On Richter, Palermo, & Friedrich

Gerhard Richter, Seestück (Gegenlicht)/ Seascape (Contre-jour), [CR233], 1969, 200x200cm, oil on canvas. image: gerhard-richter.com
When he first showed his seascape paintings in 1971 Gerhard Richter was criticized for being kitschy and romantic, and for aping Caspar David Friedrich. In the catalogue for Richter’s 2011 Tate retrospective, Panorama, Mark Godfrey maps out an important nuance about Richter’s relationship to Friedrich and suggests a different, closer, and more conceptually skeptical source.

Though he described them in 1991 as appearing “endlessly repeatable and without end,” Richter only made ten large, square Seascape paintings in 1969, and three in 1970:

Just about all the seascapes (many of which were included in the Atlas) depict collaged motifs. The sea and cloud sections came from different photographs then collaged together in a single image. The successful paintings were dependent on finding exactly the right mood between the combined images. There were also a couple of paintings, for example, where I used two halves of the same image of the sea [CR: 244, CR: 245]. Although I had a rather bad feeling about them, I was visited by George Maciunas, who thought they were absolutely wonderful and for that reason I allowed them to survive, despite feeling they were very decorative.

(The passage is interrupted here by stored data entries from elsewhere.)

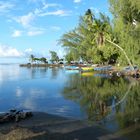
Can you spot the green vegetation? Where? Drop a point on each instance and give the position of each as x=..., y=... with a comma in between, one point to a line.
x=54, y=57
x=35, y=59
x=100, y=41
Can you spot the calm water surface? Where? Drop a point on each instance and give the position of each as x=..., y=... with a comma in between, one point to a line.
x=96, y=97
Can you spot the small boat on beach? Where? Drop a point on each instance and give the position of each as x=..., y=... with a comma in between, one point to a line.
x=86, y=69
x=103, y=68
x=71, y=67
x=87, y=74
x=14, y=115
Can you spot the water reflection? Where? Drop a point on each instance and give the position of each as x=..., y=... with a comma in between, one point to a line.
x=96, y=97
x=106, y=99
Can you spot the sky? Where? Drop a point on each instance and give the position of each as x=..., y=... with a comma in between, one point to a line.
x=35, y=26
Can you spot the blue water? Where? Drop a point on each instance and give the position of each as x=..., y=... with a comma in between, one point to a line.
x=97, y=98
x=37, y=89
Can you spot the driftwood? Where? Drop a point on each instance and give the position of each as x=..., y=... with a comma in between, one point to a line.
x=14, y=115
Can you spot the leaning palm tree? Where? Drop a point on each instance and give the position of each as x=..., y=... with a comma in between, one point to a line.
x=103, y=28
x=32, y=58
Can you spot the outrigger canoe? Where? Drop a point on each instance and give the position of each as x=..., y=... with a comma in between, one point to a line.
x=103, y=68
x=86, y=69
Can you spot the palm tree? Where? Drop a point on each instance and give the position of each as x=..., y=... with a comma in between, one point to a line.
x=32, y=58
x=103, y=35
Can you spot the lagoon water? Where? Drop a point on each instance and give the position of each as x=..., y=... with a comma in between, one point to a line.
x=115, y=102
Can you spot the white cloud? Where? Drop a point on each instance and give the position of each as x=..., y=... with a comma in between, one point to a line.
x=96, y=10
x=6, y=51
x=47, y=5
x=56, y=13
x=26, y=20
x=55, y=28
x=34, y=33
x=77, y=1
x=5, y=6
x=16, y=33
x=28, y=50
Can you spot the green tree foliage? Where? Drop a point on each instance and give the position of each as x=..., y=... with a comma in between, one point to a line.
x=54, y=56
x=87, y=40
x=127, y=27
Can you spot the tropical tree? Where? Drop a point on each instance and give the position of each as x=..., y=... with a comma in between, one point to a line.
x=32, y=58
x=43, y=59
x=54, y=56
x=127, y=27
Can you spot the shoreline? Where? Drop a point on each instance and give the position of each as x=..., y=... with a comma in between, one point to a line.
x=115, y=71
x=44, y=126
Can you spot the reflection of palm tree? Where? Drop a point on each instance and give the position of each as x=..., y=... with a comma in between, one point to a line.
x=94, y=94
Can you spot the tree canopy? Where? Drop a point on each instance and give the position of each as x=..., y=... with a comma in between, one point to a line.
x=93, y=39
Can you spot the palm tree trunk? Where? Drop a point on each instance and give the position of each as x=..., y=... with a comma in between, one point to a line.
x=129, y=62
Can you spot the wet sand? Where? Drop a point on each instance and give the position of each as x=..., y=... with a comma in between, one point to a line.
x=43, y=126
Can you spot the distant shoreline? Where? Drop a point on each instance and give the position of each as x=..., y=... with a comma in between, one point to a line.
x=53, y=127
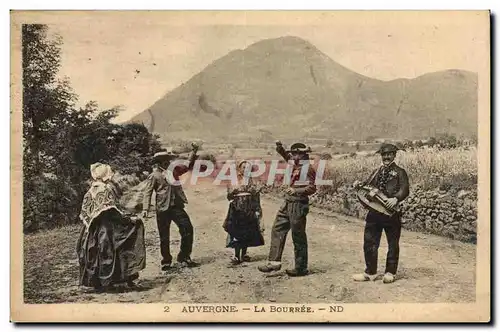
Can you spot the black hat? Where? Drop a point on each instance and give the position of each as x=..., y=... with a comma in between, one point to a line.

[Sidebar, but this phrase “I allowed them to survive” jumped out at me. Richter’s quote comes from “Comments on some works, 1991” which was prepared for the artist’s (earlier) Tate retrospective. It is not too much to say that a throughline in Richter’s comments is destruction, both as a subject and as a process. So for Richter a retrospective is an occasion to review a bunch of art you haven’t seen in a while, and try to remember why you didn’t destroy it when you had the chance.]

Gerhard Richter, 17 Seascapes, 1969, image: gerhard-richter.com

A 1969 drawing, 17 Seascapes, shows Richter experimenting to find the best size, proportion, and composition for seascape paintings, which  2009 Tate retrospective curator Mark Godrey notes, were conceived as serial works. [It was the 60s, after all.]

Fig. 18 Blinky Palermo, Untitled 1967–9, Cotton Fabric on burlap, 200 x 200, Private collection, image of Panorama, p. 81, credited somehow as “image courtesy Sotheby’s Picture Library,” who swears it is a photograph, not a digital concoction.

Godfrey also notes that the size, shape, and horizon line Richter settled on for Seascape (Contre-Jour) [yes, from the stamp, where the cropping now feels like a crime] were identical to a work by his closest friend and collaborator at the time, Blinky Palermo. Palermo’s Untitled (1967-69) is a 200 x 200 cm Stoffbild (Cloth Picture),  a painting of bands of monochromatic commercial fabric–which was sewn together by Richter’s first wife Ema.

“Richter was crossing Friedrich with Palermo to make the Seascapes,” Godfrey wrote. Palermo and Richter were actually working in the “chasm” that the 20th century wars had opened between their 1960s Germany(s) and Friedrich’s.

Writing about their collaborations in the Dia catalogue for To The People of the City of New York, Christine Mehring associates Palermo’s Pop-related, readymade cloth pictures with Richter’s color chart paintings.  The Seascapes, meanwhile, call out the landscapey cloth paintings’ claims for abstraction.

Gerhard Richter, Seascape (Grey), 1969, 70 x 70 cm, image: gerhard-richter.com

Meanwhile no one mentions this 1969 painting, titled Seascape (Grey) [CR 224-16]. At 70 x 70 cm it feels bigger than a study. A geometric seascape of Palermo-ish composition is overpainted with grey, to near illegibility. Knowing how Richter gets about overpainting, the nearness of illegibility is just. right.

Anyway, you can see this little painting or the drawing in Bilbao for two more days; the Guggenheim’s exhibition of Richter’s Seascape works closes on the 9th. [h/t Sharon Butler for the impetus to wade into the Seascapes this morning.]